Match and performance data from all kinds of sports have seen a remarkable upsurge over the past decade. Better technology and professionalization have led clubs across countries and leagues to collect massive amounts of data and monitor almost every performance related aspect within their organization. However, working with sports data often involves numerous difficulties.

Researchers from the Institute of Exercise Training and Sports Informatics have just released floodlight - an open source Python package for streamlined analysis of sports data. The package is built to meet the aforementioned difficulties such as provider-specific data formats, data type compatibility, or lack of standardized event-definitions. It is designed with a clear focus on scientific computing in order to make algorithms or validated models accessible and is built upon popular libraries such as numpy and pandas.
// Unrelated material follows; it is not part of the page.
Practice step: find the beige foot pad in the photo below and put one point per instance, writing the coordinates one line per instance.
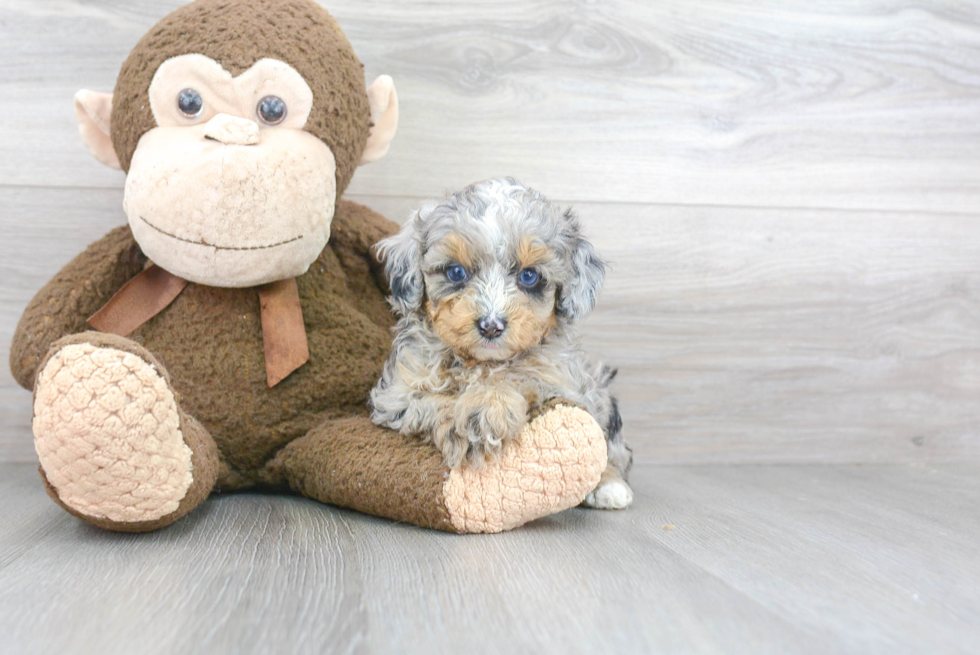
(107, 432)
(554, 464)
The package aims to provide a high-level framework for team sports and runs completely provider- and sports-independent, while maintaining a maximum of flexibility to incorporate as many data types as possible. Floodlight enables to load, integrate, and process tracking and event data, codes and other match-related information from major data providers. In order to do that, the package offers a set of standardized data objects to structure and handle sports data, together with a suite of common processing operations such as transforms or data manipulation methods. The core data structures are organized as shown in this figure:

In a nutshell, floodlight offers a set of streamlined data structures and standard functionality to make working with sports data more comfortable. “With the high-level interface the package creates a common ground for sports data analysis and incorporates numerous standard routines, allowing to put more focus on the actual analysis” says Dominik Raabe, project initiator and PhD student at the ITS.

The project is still in an initial phase but will expand the set of features in the future. At this point, core data structures and parsing functionality for major data providers have been implemented. “We are very pleased to have reached this first milestone and now plan to add the most important analysis methods used in research step by step to the framework” emphasizes Dominik Raabe.

The package is distributed under the MIT License and can be found on GitHub. A detailed official documentation provides a full package reference as well as background reads for a quick and easy start to using the package. There you will also find all relevant information on installation and use, as well as a description of the general structure of the framework. Contributions are welcome!